Among distinguished sociologists, Talcott Parsons had a powerful influence on sociology after the Second World War, particularly in America, although, being a theorist, he was not in the dominant tradition of US empirical evidence research. As often criticized as supported Parsons' work was at the centre of debate in sociological theories until the mid-1970s. Talcott Parsons' aim was nothing less than to provide a conceptual structure for the whole of sociology. Talcott Parsons' starting point is the theory of social action, the essential feature of which is the relationship between actors and features of their environment, social and natural, to which they give meaning.
The most important features of the environment are other people, which suggests further that social interaction, in which actors have to take notice of the actions, wishes and aims of others, should be the focus of inquiry.

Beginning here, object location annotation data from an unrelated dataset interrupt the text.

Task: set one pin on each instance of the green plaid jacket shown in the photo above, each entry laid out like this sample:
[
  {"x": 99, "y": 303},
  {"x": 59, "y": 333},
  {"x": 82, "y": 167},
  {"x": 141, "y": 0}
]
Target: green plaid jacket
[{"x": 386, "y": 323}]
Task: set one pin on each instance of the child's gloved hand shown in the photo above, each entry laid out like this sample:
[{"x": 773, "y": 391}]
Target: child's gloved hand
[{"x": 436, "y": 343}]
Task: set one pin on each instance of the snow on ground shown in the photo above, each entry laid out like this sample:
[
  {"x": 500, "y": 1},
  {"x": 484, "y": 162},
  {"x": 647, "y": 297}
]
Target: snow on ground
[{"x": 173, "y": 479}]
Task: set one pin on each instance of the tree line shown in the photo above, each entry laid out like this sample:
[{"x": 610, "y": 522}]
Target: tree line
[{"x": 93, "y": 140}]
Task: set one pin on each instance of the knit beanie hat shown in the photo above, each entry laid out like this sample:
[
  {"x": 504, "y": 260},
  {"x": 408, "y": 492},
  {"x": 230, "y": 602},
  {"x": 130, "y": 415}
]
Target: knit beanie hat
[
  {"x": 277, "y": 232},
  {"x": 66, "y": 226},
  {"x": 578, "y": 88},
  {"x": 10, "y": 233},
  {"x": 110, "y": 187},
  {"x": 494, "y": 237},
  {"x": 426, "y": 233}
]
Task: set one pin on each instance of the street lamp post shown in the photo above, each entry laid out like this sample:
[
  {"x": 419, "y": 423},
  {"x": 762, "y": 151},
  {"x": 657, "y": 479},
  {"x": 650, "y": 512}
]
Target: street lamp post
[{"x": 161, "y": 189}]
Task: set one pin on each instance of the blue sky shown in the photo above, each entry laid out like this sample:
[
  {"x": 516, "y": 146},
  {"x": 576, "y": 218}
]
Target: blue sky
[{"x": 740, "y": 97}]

In these interactions, norms and values are critical as they regulate and make predictable the behavior of others.
Talcott Parsons wrote a great deal, his principal publications being: The Stucture of Social Action (1937); Toward a General Theory of Action (1951) with E. Shils; The Social System (1951); Working Papers in the Theory of Action(1953) with R. F. Bales and E. A. Shils; Economy and Society (1956) with N. Smelser; Social Structure and Personality (1964); Societies; Evolutionary and comparative perspectives (1966) and The System of Modern Societies (1971).
Socialization ensures that individuals internalize norms and values as they grow up. Parsons treats personality and social systems as complementary, though in his analysis the latter ultimately determine the former. Talcott Parsons notes that social interaction has a systemic character, hence his use of the term social system. The concept that bridges social action and social system is that of pattern variables.
Talcott Parsons holds that systems of social action tend to equilibrium even if they never actually reach it, and that social change is movement from one state of equilibrium to another. Change in the system is achieved by differentiation and in his later work Parsons used evolutionary theory to describe the progressive changes in society that result from this.
A number of criticisms have been levelled at Talcott Parsons: that Parsons gives too much importance to values and norms; that Parsons does not pay enough attention to social conflict; that Parsons is unable to reconcile action theory and system theory, and in effect Parsons sees individual action as structurally determined; that Parsons's functionalism involves teleology.